- Cuisine: Filipino
- Prep Time : 15m
- Cook Time : 1:20 h
- Ready In : 1:35 h
- 1 5-6 pound Roaster Chicken
- 1/2 cup Rock or Kosher Salt
- 1 gallon Water
- 1/2 cup Sugar
- 1 tablespoon garlic powder (optional)
- 1/3 cup Soy Sauce
- 1/4 cup Lemon Juice
Heat up 3 cups of water (from the gallon measure) and dissolve the salt and sugar, then mix to the rest of the water. Set aside to cool down.
Wash the chicken thoroughly and set on a deep container. Add the brine solution, making sure the chicken is fully submerged. Keep in the refrigerator for 8 hours or overnight.
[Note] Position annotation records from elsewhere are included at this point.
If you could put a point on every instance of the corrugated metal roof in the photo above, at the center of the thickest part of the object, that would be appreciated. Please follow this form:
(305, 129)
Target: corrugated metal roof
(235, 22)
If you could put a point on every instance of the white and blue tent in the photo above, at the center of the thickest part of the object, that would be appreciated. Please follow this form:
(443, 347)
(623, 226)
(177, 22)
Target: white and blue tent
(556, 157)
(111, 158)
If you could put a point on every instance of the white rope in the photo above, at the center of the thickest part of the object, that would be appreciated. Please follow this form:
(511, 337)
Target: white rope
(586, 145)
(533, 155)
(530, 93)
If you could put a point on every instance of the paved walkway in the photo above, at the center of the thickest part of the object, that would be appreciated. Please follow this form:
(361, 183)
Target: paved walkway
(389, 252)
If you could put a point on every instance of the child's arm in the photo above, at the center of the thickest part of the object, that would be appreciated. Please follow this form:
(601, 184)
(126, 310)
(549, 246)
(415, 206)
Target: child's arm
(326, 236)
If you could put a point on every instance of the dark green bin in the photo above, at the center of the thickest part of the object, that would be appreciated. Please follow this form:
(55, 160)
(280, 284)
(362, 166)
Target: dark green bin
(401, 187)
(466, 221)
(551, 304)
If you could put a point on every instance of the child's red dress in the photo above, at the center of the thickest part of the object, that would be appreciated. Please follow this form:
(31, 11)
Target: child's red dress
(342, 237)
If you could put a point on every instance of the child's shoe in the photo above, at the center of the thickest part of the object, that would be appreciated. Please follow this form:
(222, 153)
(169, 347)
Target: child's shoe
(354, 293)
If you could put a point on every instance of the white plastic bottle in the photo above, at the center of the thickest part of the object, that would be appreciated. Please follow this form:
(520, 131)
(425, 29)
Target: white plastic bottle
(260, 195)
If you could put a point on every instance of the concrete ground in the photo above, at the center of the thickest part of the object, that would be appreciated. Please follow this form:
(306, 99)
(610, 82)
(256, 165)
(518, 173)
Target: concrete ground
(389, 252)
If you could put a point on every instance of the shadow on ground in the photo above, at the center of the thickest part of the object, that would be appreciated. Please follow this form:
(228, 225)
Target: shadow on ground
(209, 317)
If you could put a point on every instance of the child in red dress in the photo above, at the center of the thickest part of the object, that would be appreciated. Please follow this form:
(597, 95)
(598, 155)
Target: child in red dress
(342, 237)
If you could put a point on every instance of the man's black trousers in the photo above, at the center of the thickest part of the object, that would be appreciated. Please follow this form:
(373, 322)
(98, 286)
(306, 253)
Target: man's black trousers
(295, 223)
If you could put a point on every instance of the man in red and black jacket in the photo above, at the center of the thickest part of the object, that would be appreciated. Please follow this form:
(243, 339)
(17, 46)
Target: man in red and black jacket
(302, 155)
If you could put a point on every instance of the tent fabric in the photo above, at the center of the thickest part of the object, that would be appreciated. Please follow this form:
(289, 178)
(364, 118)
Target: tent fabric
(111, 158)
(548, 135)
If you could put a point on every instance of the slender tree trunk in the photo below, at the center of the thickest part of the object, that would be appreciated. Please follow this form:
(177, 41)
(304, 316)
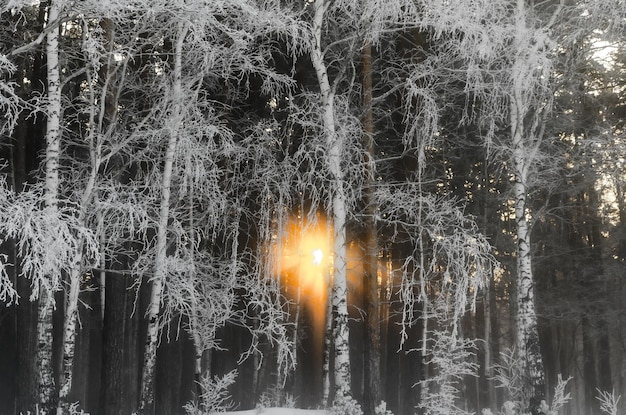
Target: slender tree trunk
(147, 379)
(371, 293)
(46, 384)
(328, 344)
(335, 148)
(523, 153)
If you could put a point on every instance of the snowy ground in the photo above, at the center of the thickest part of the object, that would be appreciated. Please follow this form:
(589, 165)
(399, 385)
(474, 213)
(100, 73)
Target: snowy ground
(279, 411)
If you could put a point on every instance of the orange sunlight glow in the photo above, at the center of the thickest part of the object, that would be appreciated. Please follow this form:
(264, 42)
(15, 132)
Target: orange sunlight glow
(304, 263)
(304, 266)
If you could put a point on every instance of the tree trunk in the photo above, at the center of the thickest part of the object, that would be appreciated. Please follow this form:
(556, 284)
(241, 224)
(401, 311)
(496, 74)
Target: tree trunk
(335, 148)
(523, 152)
(46, 384)
(371, 293)
(147, 379)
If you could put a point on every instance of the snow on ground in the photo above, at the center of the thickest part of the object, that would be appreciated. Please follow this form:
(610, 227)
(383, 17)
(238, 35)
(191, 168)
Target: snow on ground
(279, 411)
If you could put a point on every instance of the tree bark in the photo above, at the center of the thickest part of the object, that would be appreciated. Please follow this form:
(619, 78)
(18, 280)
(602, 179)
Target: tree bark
(46, 383)
(335, 148)
(523, 148)
(371, 293)
(147, 379)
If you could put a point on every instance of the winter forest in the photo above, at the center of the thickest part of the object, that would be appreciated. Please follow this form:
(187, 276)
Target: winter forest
(356, 206)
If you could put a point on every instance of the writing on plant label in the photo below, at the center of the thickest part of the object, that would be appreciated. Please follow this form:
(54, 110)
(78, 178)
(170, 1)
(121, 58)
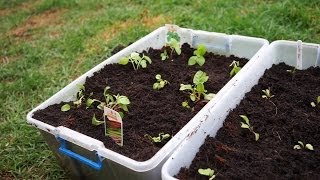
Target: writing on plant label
(113, 125)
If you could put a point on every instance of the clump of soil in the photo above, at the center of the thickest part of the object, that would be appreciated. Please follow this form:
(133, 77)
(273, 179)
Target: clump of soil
(234, 153)
(151, 111)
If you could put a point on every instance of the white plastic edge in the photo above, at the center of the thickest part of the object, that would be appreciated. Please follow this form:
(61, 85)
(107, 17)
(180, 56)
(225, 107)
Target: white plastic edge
(164, 151)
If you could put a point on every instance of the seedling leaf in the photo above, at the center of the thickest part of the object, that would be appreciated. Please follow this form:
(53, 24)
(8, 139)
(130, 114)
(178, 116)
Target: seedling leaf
(65, 108)
(309, 146)
(95, 121)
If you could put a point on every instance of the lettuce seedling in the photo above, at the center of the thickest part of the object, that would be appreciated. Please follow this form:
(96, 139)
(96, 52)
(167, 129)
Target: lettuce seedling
(246, 125)
(95, 121)
(313, 104)
(160, 82)
(300, 145)
(198, 58)
(236, 68)
(164, 55)
(207, 172)
(197, 89)
(158, 139)
(79, 97)
(136, 61)
(115, 102)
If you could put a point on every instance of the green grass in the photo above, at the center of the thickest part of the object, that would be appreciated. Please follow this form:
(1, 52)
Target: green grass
(45, 58)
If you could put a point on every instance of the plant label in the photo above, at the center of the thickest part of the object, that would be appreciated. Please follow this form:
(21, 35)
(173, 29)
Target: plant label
(113, 125)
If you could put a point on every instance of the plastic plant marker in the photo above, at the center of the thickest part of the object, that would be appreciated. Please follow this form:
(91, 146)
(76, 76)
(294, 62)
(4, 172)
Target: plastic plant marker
(113, 125)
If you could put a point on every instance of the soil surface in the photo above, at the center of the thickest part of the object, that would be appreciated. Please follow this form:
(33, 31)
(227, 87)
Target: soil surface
(151, 111)
(234, 153)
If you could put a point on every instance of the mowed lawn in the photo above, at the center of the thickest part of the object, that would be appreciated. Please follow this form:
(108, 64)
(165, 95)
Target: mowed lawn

Rinse the chicken well and discard the brine. Truss the chicken with a twine, making sure the wings and legs are tied close to the body.
Mix the soy sauce, lemon and garlic powder and baste the chicken.
Set the chicken on a roasting pan, and roast for one hour at 350 degrees Fahrenheit while covered with aluminum foil.
After an hour and a half, baste the chicken with the lemon/soy sauce. Increase oven temperature to 375 degrees Fahrenheit and roast for another 30 minutes, uncovered, to make the skin crisp.
Check for doneness by using a meat thermometer inserted on the chicken breast. It should read 165 degrees Fahrenheit or above.
Serve hot with the chicken au jus(liquid left on the roasting pan) on the side.